Obwohl, obwohl gewohnheitsmäßig die wolken sehen weiß aus, manchmal, wenn sie mit Partikeln beladen sind, werden sie dunkler (grau bis fast schwarz). Die Hauptfaktoren, die diese Änderung beeinflussen, sind die Wolkendicke und -dichte.

Eine als Regenwolke bekannte Wolke ist dicker, enthält viel mehr Wassertröpfchen und ist größer. Vergleicht man diese Wolken mit den weißesten Wolken, sind die dunklen dichter und haben keine Zwischenräume zwischen den Partikeln, so dass das Licht schwieriger durchdringt und wir sie in einer dunklen Farbe sehen.
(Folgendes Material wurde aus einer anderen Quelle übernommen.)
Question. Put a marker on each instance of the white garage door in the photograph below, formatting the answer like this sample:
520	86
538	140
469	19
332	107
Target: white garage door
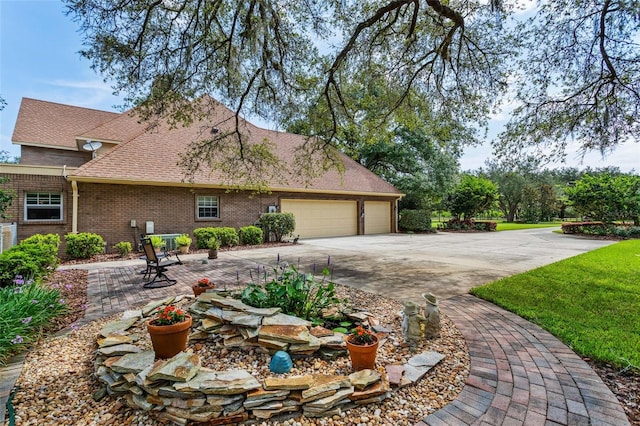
377	217
323	218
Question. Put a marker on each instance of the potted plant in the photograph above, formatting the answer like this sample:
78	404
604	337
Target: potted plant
183	242
214	245
169	331
363	348
202	285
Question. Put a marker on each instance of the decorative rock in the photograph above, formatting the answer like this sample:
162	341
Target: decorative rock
319	331
280	363
117	327
266	414
363	378
181	368
329	402
136	313
134	363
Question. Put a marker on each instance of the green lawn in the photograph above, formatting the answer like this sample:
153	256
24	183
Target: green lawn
591	302
504	226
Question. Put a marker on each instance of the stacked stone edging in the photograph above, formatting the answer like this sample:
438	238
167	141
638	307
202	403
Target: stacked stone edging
181	390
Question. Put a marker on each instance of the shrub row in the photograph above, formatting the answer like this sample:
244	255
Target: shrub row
415	220
277	224
601	229
470	225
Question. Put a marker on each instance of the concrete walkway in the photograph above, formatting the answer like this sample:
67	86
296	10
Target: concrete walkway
520	374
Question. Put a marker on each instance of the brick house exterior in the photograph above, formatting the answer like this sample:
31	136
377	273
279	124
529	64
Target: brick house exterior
116	193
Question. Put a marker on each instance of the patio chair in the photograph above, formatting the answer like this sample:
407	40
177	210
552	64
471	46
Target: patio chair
157	264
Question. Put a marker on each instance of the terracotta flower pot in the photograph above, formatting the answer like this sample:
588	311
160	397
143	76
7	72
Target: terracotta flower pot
363	356
198	289
168	340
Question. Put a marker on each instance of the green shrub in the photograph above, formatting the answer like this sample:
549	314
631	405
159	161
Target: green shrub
83	245
226	235
157	241
48	239
415	220
251	235
213	243
295	293
183	240
123	248
26	307
278	224
34	257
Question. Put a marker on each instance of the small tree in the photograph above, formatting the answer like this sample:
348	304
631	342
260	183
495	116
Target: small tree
606	198
471	196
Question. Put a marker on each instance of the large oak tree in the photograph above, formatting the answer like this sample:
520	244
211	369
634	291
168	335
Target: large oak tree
577	70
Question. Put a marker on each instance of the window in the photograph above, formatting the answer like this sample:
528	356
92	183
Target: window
207	207
43	206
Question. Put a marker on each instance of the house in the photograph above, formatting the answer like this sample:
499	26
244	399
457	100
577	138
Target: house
83	170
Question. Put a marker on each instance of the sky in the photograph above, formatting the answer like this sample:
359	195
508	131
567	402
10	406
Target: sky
39	59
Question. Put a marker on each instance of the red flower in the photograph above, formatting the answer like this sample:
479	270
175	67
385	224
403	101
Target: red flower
169	315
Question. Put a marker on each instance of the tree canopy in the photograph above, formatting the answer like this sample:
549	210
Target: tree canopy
574	64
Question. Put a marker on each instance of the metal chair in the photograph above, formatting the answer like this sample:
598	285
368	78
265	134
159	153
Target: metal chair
158	264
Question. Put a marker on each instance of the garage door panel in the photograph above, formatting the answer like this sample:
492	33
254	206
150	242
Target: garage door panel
377	217
323	218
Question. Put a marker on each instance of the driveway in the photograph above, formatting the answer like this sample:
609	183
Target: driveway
403	266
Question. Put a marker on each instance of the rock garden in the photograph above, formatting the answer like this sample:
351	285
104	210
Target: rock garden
225	374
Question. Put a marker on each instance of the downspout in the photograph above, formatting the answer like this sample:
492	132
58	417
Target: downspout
74	208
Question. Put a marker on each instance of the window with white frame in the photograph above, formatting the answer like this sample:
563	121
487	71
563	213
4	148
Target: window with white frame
43	206
208	207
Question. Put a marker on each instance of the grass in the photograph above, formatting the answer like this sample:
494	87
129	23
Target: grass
505	226
591	302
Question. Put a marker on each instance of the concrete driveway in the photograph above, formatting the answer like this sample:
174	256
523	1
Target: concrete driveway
404	266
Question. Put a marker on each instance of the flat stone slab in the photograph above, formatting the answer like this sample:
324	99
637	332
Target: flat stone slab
230	382
134	363
181	368
284	319
117	327
289	383
361	379
426	359
286	333
119	350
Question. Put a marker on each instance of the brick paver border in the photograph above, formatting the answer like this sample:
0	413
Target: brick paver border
521	375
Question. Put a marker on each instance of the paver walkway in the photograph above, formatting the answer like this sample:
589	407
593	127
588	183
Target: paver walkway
520	374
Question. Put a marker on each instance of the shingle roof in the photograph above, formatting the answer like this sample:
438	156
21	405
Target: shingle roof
43	123
151	157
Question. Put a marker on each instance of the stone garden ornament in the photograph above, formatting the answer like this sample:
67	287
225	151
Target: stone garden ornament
412	323
432	316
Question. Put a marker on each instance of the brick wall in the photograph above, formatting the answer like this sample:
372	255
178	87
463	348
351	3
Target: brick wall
108	209
36	156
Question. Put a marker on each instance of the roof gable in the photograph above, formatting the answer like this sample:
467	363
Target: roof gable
49	124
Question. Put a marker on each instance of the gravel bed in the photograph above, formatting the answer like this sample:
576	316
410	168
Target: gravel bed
57	381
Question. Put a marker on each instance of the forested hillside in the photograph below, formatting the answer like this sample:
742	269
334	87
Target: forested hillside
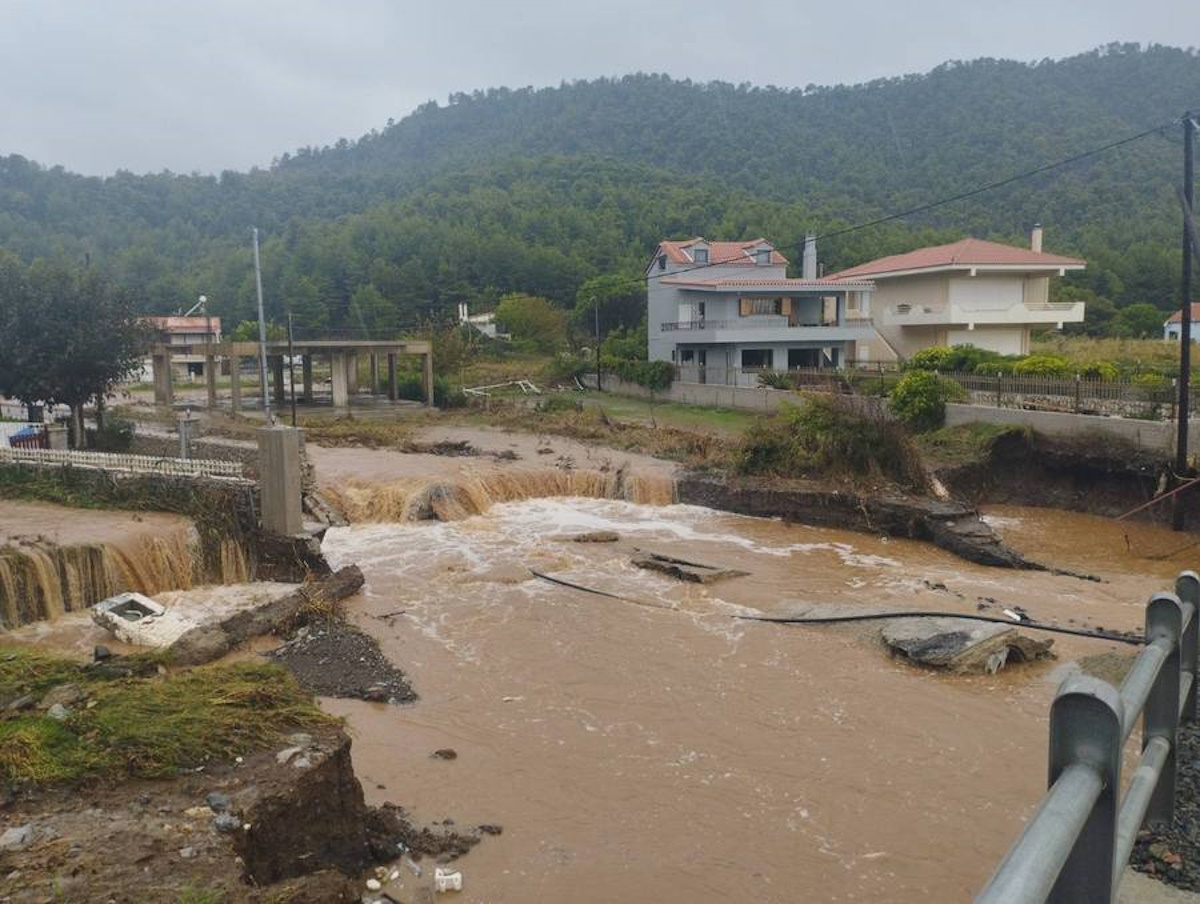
539	190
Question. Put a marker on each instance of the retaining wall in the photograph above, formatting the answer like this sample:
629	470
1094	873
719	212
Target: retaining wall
703	394
1153	435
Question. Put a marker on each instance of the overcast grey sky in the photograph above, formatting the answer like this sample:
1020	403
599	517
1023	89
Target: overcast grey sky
97	85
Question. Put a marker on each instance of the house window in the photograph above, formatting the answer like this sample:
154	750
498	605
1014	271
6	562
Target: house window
761	306
756	359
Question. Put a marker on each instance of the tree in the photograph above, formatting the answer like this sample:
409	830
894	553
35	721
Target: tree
619	300
67	336
533	322
1139	321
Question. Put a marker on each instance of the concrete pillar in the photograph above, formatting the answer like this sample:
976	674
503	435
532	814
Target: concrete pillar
427	377
210	378
279	477
189	425
281	396
306	370
337	366
235	383
163	390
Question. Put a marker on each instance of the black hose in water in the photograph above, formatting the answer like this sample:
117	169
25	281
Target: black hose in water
970	616
880	616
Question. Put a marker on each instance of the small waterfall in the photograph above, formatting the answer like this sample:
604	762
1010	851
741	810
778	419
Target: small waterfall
424	498
43	581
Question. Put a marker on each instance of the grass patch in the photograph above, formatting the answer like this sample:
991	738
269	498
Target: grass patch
963	444
828	436
358	431
142	726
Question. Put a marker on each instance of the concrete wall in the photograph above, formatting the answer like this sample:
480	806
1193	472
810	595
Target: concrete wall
1156	435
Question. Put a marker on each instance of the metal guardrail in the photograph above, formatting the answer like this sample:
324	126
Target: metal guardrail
119	461
1077	845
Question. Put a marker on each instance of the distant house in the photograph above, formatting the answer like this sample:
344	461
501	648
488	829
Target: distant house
184	331
484	323
971	292
724	311
1173	327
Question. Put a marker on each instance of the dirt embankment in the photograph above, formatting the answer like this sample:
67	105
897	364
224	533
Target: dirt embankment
1092	476
285	824
953	526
Für Kindern erklären, warum Wolken weiß sind und warum sie dunkel werden können Da ist ein Heimexperiment ganz einfach: wir legen eine aufgefaltete Serviette über eine Glühbirne und je mehr Lagen Servietten über den Lichtauslass legen, desto weniger Licht wird durchgelassen. Dadurch wird das Licht zu graueren und dunkleren Farben gedimmt. Aus diesem Grund erscheinen die Wolken an bewölkten Tagen mehr oder weniger grau und bei Regen fast schwarz.

Wenn eine Wolke ihre Tropfen entlädt, kann sie wieder weiß erscheinen, weil ihre Dichte immer geringer wird und das Licht wieder gestreut werden kann. Außerdem sind die Partikel wieder weiter auseinander und die Regenwahrscheinlichkeit ist viel geringer. Zusammenfassend können wir sagen, dass Wolken schwarz sind, wenn ihre Dichte kein Licht durchlässt.